DISCUSSION Count I – The TILA Corbelle seeks statutory damages under the TILA. Compl. ¶ 15. The “TILA requires creditors to clearly and accurately disclose terms of credit
transactions.” Carye v. Long Beach Mortg. Co., 470 F. Supp. 2d 3, 6 (D. Mass. 2007), citing Beach v. Ocwen Fed. Bank, 523 U.S. 410, 412 (1998).5 The statute of limitations under the TILA is “one year from the date of the
occurrence of the violation . . . .” 15 U.S.C. § 1640(e). Count I alleges that Capital One “failed to provide required written disclosures of terms and conditions at account origination . . . .” Compl. ¶ 14. Capital One argues that this claim is time barred, and the court agrees. See
5 While the parties fail to address this issue, Massachusetts is exempted from a TILA provision if “state law establishes substantially similar requirements.” Philibotte v. Nisource Corp. Servs. Co., 793 F.3d 159, 167 n.12 (1st Cir. 2015) (internal quotations omitted). Because Corbelle fails to allege which provision of the TILA was violated, there can be no analysis of whether the TILA or a parallel provision in Massachusetts law applies. However, even if an exemption applies, at least two elements of the TILA are preserved. First, “a debtor’s ability to bring a federal damages action under 15 U.S.C. § 1640 is preserved . . . .” Belini v. Washington Mut. Bank, FA, 412 F.3d 17, 19 (1st Cir. 2005). Second, “the federal statute of limitations applies to the federal claim, even where a state exemption applies . . . .” Philibotte, 793 F.3d at 163, citing McKenna v. Wells Fargo Bank, N.A., 693 F.3d 207, 211 (1st Cir. 2012). 15 U.S.C. § 1640(e). Corbelle’s first allegation concerns Capital One’s alleged failure to provide written disclosures upon Corbelle’s opening the account,
which occurred in December of 2018. Compl. ¶ 4. Any claim therefore expired in December of 2019. There are two remaining TILA-based claims in Count I stemming from activity occurring within the one-year statute of limitations. The Complaint
states that Capital One “admitted” that it is unable to produce either (1) a signed credit card application or (2) “complete Truth-in-Lending documentation.” Id. ¶ 14. Capital One argues that these claims lack the
requisite specificity to survive a motion to dismiss. The court agrees. The Complaint fails to identify any provision of the TILA that requires Capital One to produce a signed copy of the credit card application, nor does it explain why the Truth-in-Lending disclosure is deficient. Corbelle did not
elaborate on her TILA claims in her opposition brief, nor even mention the TILA. See generally Opp’n (Dkt. # 7). The Twombly-Iqbal standard requires more than conclusory allegations that the TILA was violated. Iqbal, 556 U.S. at 679 (“While legal conclusions can provide the framework of a
complaint, they must be supported by factual allegations.”). ORDER For the foregoing reasons, Capital One’s motion to dismiss Corbelle’s TILA claim (Count I) is ALLOWED. At this early stage of the litigation, the
court declines to exercise supplemental jurisdiction over Corbelle’s remaining state-law claims. See Camelio v. Am. Fed’n, 137 F.3d 666, 672 (1st Cir. 1998) (“[T]he balance of competing factors ordinarily will weigh strongly in favor of declining jurisdiction over state law claims where the foundational
federal claims have been dismissed at an early stage in the litigation.”).6 The Clerk will enter judgment for Capital One on Count I of the Complaint and remand the remaining claims to the Chelsea District Court.
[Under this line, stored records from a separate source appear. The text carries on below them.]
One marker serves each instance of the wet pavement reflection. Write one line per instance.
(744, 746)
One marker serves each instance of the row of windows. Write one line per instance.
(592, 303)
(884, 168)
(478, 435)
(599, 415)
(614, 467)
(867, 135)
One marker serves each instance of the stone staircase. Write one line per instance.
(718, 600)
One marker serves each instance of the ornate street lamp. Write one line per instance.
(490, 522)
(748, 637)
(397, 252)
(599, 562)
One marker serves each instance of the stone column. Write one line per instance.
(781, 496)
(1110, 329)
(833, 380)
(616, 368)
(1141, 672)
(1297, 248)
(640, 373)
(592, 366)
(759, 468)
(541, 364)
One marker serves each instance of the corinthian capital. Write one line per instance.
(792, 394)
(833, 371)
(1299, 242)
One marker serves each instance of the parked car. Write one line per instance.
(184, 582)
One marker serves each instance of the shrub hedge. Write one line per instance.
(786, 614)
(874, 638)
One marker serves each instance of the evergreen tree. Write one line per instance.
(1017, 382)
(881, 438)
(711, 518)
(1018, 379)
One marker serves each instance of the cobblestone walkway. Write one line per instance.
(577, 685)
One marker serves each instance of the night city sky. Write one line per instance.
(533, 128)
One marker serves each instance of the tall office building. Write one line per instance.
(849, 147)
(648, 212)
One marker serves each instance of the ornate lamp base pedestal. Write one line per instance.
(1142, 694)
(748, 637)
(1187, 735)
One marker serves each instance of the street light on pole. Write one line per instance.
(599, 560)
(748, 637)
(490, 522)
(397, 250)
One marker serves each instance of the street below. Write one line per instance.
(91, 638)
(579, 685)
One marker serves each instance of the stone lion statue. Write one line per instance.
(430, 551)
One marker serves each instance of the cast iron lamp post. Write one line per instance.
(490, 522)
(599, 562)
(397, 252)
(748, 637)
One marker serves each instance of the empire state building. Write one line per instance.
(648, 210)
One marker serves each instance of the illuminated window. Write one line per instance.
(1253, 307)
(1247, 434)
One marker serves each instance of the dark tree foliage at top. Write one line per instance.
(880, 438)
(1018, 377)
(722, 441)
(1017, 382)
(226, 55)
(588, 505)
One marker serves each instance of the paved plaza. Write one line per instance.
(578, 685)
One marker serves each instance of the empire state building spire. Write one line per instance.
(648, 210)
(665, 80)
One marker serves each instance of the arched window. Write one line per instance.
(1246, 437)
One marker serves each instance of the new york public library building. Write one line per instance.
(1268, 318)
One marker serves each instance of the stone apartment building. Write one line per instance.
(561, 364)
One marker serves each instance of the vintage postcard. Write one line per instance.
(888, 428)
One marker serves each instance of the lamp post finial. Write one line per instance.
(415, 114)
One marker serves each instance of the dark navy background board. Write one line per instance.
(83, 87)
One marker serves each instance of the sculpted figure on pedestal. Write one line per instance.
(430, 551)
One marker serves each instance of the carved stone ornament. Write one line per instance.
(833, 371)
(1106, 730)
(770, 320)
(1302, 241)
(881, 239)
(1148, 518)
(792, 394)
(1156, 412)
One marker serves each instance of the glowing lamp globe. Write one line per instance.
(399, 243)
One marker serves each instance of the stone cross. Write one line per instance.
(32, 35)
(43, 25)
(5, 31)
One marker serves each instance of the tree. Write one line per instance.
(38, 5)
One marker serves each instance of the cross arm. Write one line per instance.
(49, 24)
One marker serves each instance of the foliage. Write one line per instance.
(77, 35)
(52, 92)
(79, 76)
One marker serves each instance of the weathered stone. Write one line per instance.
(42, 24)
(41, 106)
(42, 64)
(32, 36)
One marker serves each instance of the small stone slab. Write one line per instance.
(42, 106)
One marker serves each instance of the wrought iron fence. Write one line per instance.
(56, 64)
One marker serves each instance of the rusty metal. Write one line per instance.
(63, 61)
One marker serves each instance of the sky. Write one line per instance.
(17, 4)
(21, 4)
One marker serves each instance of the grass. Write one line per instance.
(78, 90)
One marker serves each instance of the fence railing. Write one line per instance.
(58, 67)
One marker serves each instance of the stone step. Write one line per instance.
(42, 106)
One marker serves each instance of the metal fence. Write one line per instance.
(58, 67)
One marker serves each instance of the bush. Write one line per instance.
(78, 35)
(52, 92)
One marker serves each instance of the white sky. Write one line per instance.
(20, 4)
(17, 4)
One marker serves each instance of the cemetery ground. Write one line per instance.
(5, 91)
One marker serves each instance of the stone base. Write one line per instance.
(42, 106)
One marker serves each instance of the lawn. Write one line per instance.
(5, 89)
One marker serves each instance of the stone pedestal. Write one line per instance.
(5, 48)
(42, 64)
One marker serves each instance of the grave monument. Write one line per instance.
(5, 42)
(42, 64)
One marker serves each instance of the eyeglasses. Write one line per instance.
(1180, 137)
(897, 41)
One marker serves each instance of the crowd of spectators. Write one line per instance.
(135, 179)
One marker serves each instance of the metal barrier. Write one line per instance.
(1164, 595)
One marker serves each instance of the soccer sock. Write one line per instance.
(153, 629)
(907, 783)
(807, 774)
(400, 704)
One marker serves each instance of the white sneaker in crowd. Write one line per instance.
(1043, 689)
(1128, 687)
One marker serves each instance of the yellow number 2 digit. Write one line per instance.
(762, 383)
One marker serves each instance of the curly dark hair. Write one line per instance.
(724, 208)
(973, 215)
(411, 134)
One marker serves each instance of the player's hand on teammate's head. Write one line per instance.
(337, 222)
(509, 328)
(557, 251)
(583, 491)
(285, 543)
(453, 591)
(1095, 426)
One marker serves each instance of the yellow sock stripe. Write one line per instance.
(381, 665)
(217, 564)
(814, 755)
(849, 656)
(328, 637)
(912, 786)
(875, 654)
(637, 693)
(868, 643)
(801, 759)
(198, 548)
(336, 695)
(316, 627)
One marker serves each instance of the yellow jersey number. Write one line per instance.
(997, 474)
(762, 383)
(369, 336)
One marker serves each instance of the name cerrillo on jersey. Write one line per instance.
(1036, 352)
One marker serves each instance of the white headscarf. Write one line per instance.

SO ORDERED. /s/ Richard G. Stearns__________ UNITED STATES DISTRICT JUDGE
6 While federal district courts are vested with diversity jurisdiction over state-law claims between citizens of different states, such jurisdiction attaches only where the amount in controversy exceeds $75,000. See 28 U.S.C. § 1332. That is not the case here, as is evident on the face of the Complaint.